THOU ART THE CRIPPLED ONE,” booms Demogorgon.

“Yes. How nice of you to remember. Achilles and I have come to Tartarus to seek out you and the Titans—Kronos, Rhea, all of the Old Ones—and to ask for your help.”

DEMOGORGON DOES NOT HELP MERE GODS AND MORTALS.”

“No, of course not,” says Hephaestus, his rasping voice amplified a hundred times by the speakers in his suit. “Shit. Achilles, do you want to take over? Talking to this thing is like talking to your own ass.”

“Can that big mass of nothing hear me?” Achilles asks the little god.

I HEAR YOU.”

Achilles stares skyward, focusing on the roiling red clouds a little to the side of the featureless, veiled nonface of the nonthing looming above him. “When you say ‘God,’ Demogorgon, do you mean Zeus?”

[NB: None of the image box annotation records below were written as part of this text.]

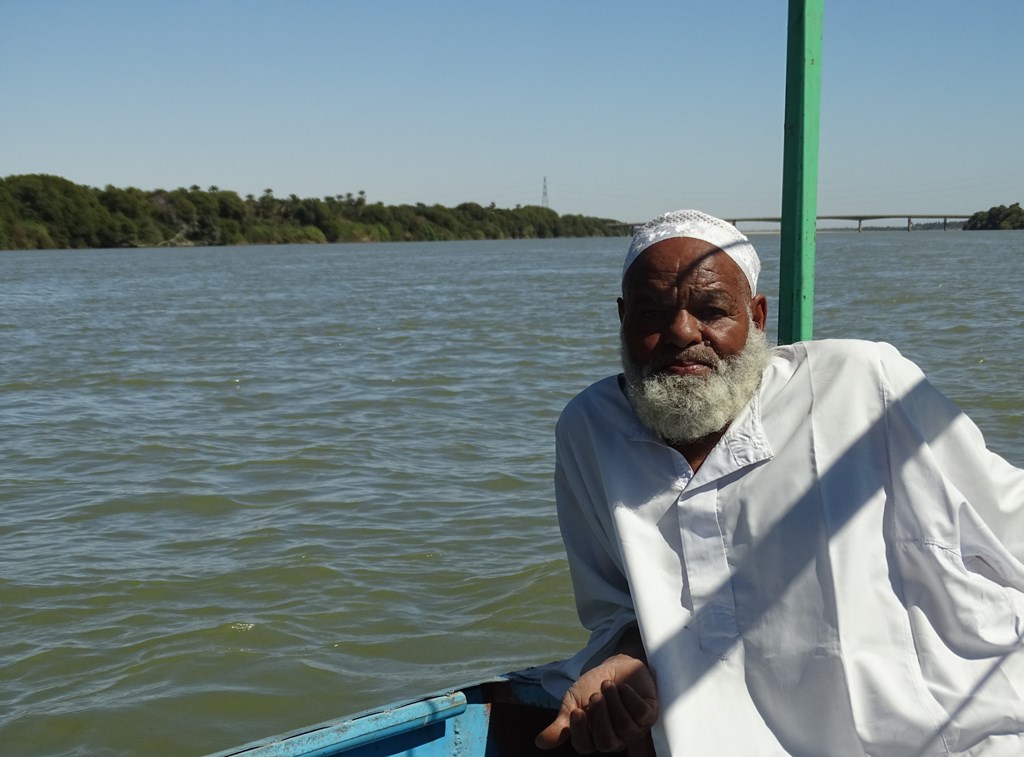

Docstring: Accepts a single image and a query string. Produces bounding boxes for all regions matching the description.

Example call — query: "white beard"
[622,321,770,444]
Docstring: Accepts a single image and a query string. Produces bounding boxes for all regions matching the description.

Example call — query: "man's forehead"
[623,238,745,296]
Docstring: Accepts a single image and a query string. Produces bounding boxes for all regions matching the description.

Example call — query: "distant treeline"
[964,203,1024,232]
[0,174,629,250]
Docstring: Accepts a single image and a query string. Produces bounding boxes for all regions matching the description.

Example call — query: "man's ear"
[751,294,768,331]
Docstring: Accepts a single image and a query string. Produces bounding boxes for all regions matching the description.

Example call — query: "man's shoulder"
[772,339,907,367]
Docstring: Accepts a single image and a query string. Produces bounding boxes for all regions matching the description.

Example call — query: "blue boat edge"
[207,671,598,757]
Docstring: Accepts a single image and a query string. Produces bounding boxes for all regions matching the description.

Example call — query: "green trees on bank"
[964,203,1024,232]
[0,174,629,250]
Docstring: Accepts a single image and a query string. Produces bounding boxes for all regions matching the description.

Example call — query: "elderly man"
[538,211,1024,757]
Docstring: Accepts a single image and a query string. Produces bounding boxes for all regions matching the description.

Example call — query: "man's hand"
[536,655,657,754]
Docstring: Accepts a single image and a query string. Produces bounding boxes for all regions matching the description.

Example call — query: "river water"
[0,232,1024,757]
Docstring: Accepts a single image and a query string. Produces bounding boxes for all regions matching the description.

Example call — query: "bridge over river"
[613,213,974,233]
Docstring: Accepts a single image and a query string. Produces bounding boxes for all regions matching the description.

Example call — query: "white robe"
[545,341,1024,757]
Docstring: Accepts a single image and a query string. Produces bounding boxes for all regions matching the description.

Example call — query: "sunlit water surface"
[0,232,1024,757]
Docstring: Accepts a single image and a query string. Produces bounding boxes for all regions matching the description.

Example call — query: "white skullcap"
[623,210,761,295]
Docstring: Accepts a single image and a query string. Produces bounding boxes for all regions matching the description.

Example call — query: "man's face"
[618,237,767,376]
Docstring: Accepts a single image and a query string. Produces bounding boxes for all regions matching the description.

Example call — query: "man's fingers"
[618,686,657,730]
[534,710,569,749]
[569,695,596,754]
[587,681,623,752]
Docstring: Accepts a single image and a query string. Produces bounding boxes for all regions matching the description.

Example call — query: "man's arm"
[537,626,657,754]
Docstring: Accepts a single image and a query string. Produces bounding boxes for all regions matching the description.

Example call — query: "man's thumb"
[534,712,569,749]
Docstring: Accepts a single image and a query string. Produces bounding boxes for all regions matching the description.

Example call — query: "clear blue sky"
[0,0,1024,221]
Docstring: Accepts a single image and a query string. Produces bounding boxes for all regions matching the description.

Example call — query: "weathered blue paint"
[201,675,558,757]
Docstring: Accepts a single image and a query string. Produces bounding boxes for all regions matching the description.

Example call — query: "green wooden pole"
[778,0,823,344]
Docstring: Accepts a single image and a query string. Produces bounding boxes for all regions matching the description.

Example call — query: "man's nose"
[668,310,703,349]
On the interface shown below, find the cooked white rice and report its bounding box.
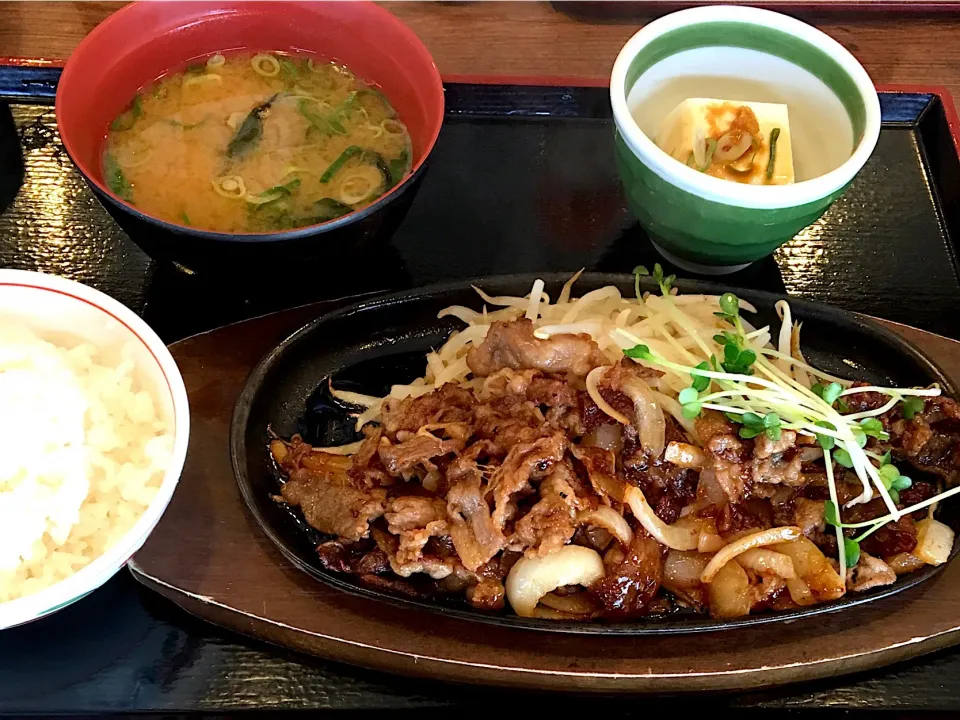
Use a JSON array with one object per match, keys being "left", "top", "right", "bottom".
[{"left": 0, "top": 323, "right": 173, "bottom": 602}]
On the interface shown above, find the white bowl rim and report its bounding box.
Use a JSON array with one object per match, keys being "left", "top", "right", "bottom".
[
  {"left": 0, "top": 269, "right": 190, "bottom": 629},
  {"left": 610, "top": 5, "right": 880, "bottom": 210}
]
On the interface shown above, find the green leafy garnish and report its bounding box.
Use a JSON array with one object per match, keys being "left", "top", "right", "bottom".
[
  {"left": 297, "top": 98, "right": 347, "bottom": 136},
  {"left": 843, "top": 538, "right": 860, "bottom": 567},
  {"left": 653, "top": 263, "right": 677, "bottom": 295},
  {"left": 623, "top": 345, "right": 652, "bottom": 360},
  {"left": 764, "top": 128, "right": 780, "bottom": 180},
  {"left": 860, "top": 418, "right": 890, "bottom": 440},
  {"left": 320, "top": 145, "right": 363, "bottom": 183},
  {"left": 687, "top": 138, "right": 717, "bottom": 172},
  {"left": 680, "top": 402, "right": 703, "bottom": 420},
  {"left": 850, "top": 426, "right": 867, "bottom": 448},
  {"left": 690, "top": 361, "right": 710, "bottom": 392},
  {"left": 833, "top": 448, "right": 853, "bottom": 469},
  {"left": 103, "top": 153, "right": 133, "bottom": 202},
  {"left": 677, "top": 387, "right": 703, "bottom": 420},
  {"left": 823, "top": 500, "right": 840, "bottom": 527},
  {"left": 719, "top": 293, "right": 740, "bottom": 317},
  {"left": 902, "top": 395, "right": 924, "bottom": 420},
  {"left": 810, "top": 383, "right": 843, "bottom": 405},
  {"left": 713, "top": 331, "right": 757, "bottom": 375},
  {"left": 877, "top": 464, "right": 913, "bottom": 503},
  {"left": 816, "top": 420, "right": 837, "bottom": 450},
  {"left": 250, "top": 178, "right": 300, "bottom": 208}
]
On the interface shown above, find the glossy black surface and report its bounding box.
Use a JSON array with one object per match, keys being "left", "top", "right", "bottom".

WHEN I SAY GOD, I MEAN GOD.”

“You must mean Zeus then, for right now the son of Kronos and Rhea is calling all the surviving gods together on Olympos and is announcing that he—Zeus—is the God of Gods, the Lord of All Creation, the God of This and All Universes.”

THEN EITHER HE LIETH OR YOU DO, SON OF MAN. GOD REIGNS. BUT NOT ON OLYMPOS.”

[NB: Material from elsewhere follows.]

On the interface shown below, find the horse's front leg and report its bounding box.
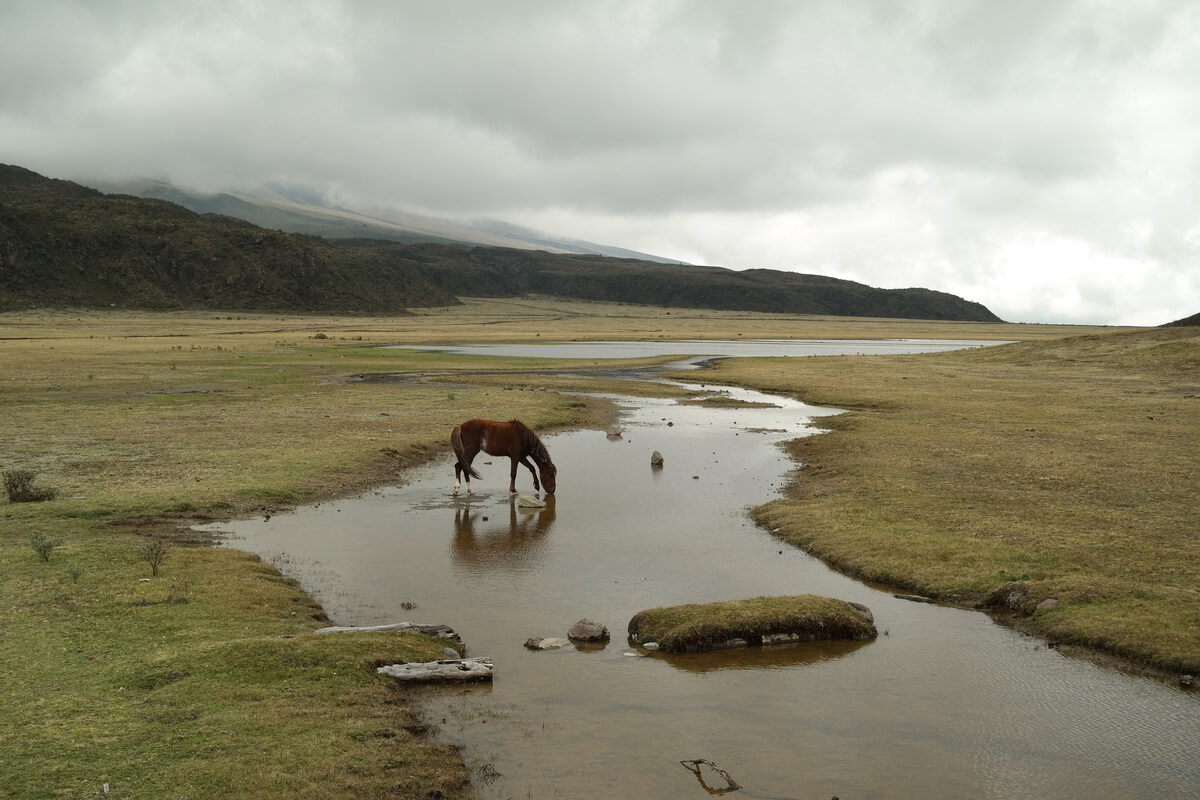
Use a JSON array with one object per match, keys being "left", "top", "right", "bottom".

“Then Zeus has enslaved all other gods and mortals,” says Achilles, his thermskin-speaker voice and radio broadcast echoing from the vol-cano’s slopes and cinder ridges.

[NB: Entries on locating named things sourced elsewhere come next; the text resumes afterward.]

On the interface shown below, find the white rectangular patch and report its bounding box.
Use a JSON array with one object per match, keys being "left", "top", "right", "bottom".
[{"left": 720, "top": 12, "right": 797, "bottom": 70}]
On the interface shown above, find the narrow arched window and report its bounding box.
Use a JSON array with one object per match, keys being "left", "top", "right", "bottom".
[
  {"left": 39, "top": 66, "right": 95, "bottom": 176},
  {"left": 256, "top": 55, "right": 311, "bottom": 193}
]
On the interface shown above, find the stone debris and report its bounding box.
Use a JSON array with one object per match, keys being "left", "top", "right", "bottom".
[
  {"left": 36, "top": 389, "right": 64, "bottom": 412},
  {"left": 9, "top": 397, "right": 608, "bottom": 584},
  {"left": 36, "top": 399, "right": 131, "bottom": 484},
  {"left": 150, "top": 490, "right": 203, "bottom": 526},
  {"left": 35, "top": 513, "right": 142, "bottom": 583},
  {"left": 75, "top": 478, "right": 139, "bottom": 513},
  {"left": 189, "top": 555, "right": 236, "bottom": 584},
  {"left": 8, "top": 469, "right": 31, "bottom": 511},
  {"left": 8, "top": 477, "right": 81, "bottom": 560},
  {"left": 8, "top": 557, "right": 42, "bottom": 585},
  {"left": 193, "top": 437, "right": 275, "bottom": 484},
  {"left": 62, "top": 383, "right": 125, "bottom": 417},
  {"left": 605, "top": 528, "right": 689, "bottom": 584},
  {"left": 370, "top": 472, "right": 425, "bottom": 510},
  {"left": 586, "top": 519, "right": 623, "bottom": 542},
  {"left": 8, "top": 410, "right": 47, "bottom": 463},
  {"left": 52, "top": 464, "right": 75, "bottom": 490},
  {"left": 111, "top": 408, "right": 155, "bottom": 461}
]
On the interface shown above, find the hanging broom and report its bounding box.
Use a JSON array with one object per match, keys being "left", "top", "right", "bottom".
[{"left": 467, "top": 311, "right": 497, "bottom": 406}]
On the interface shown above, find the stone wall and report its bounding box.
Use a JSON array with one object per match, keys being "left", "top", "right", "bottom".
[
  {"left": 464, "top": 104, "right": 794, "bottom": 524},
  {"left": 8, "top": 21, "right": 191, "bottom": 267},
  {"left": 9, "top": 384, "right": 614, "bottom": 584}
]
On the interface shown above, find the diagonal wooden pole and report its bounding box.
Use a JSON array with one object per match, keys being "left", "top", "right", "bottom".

ALL SPIRITS ARE ENSLAVED WHICH SERVE THINGS EVIL: THOU KNOWEST IF ZEUS BE SUCH OR NOT.”

“I do know,” says Achilles. “Zeus is a greedy immortal son of a bitch—no offense to Rhea if she’s out there in the shadows somewhere listening. I think he’s a coward and a bully. But if you consider him God, then he will reign on Olympos and in the universe forever and forever.”

I SPOKE BUT AS YE SPEAK, FOR ZEUS IS THE SUPREME OF ALL LIVING THINGS.”

“Who is the master of the slave?” asks Achilles.

“Oh, that’s good,” whisper-hisses Hephaestus. “That’s very good…”

“Shut up,” says Achilles.

The Demogorgon rumbles. It is so loud that at first Achilles thinks the nearest volcano is in full eruption. Then the rumble modulates itself into words.

IF THE ABYSM COULD VOMIT FORTH ITS SECRETS—BUT A VOICE IS WANTING, THE DEEP TRUTH IS IMAGELESS; FOR WHAT WOULD IT AVAIL TO BID THEE GAZE ON THE REVOLVING WORLD? WHAT TO BID SPEAK ON FATE, TIME, OCCASION, CHANCE, AND CHANGE? TO THESE ALL THINGS ARE SUBJECT BUT ETERNAL LOVE AND THE PERFECTION OF THE QUIET.”

“Whatever you say,” says Achilles. “But as we speak, Zeus is proclaiming himself Lord of All Creation and soon he will demand that all of that creation—not just his little world at the base of Mount Olympos—pay homage to him and him alone. Goodbye, Demogorgon.”